2. How to Use/Install

The current beta version of the application is hosted at SOCR UCLA server. You can freely use and test any of these online webapps.

Currently we are not supporting the offline version due to the cross-domain issue <<Include a link!!!>>, but we are planning to soon release the offline version which you can download and use on your local machine.

This webapp documentation is available online. The code is well documented so the best starting point for developers will be to browse the source code available at github.
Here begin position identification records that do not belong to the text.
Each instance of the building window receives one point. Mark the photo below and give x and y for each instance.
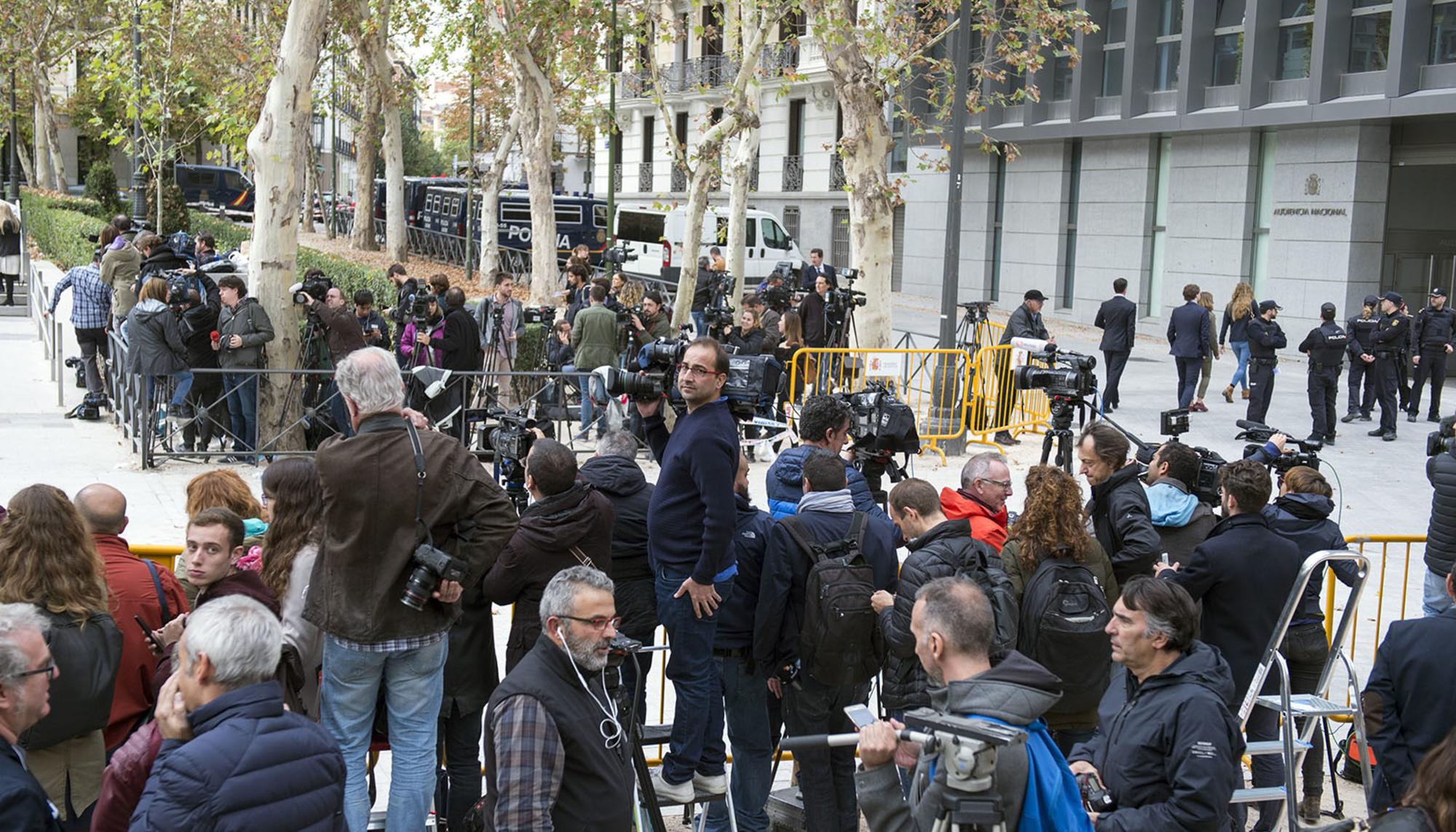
(1115, 48)
(1263, 213)
(1154, 278)
(1168, 45)
(1369, 36)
The web-app has been developed purely using JavaScript and HTML5. We have tried to make it work all the popular browsers but the best results can be expected in Google chrome browser. We have tested this application with: Firefox 9+, Internet Explorer 9, Google chrome

3. User Interface (UI)

We have paid lot of attention to the UI. We have iterated through many designs to reach the final view which packs lot of functionalities in a single web view. While keeping it simple, we surface the most relevant information corresponding to the action performed by the user at any moment. We designed the application to be a single page web app for simplicity. Since we use, AJAX based queries to world bank API, no page reloads.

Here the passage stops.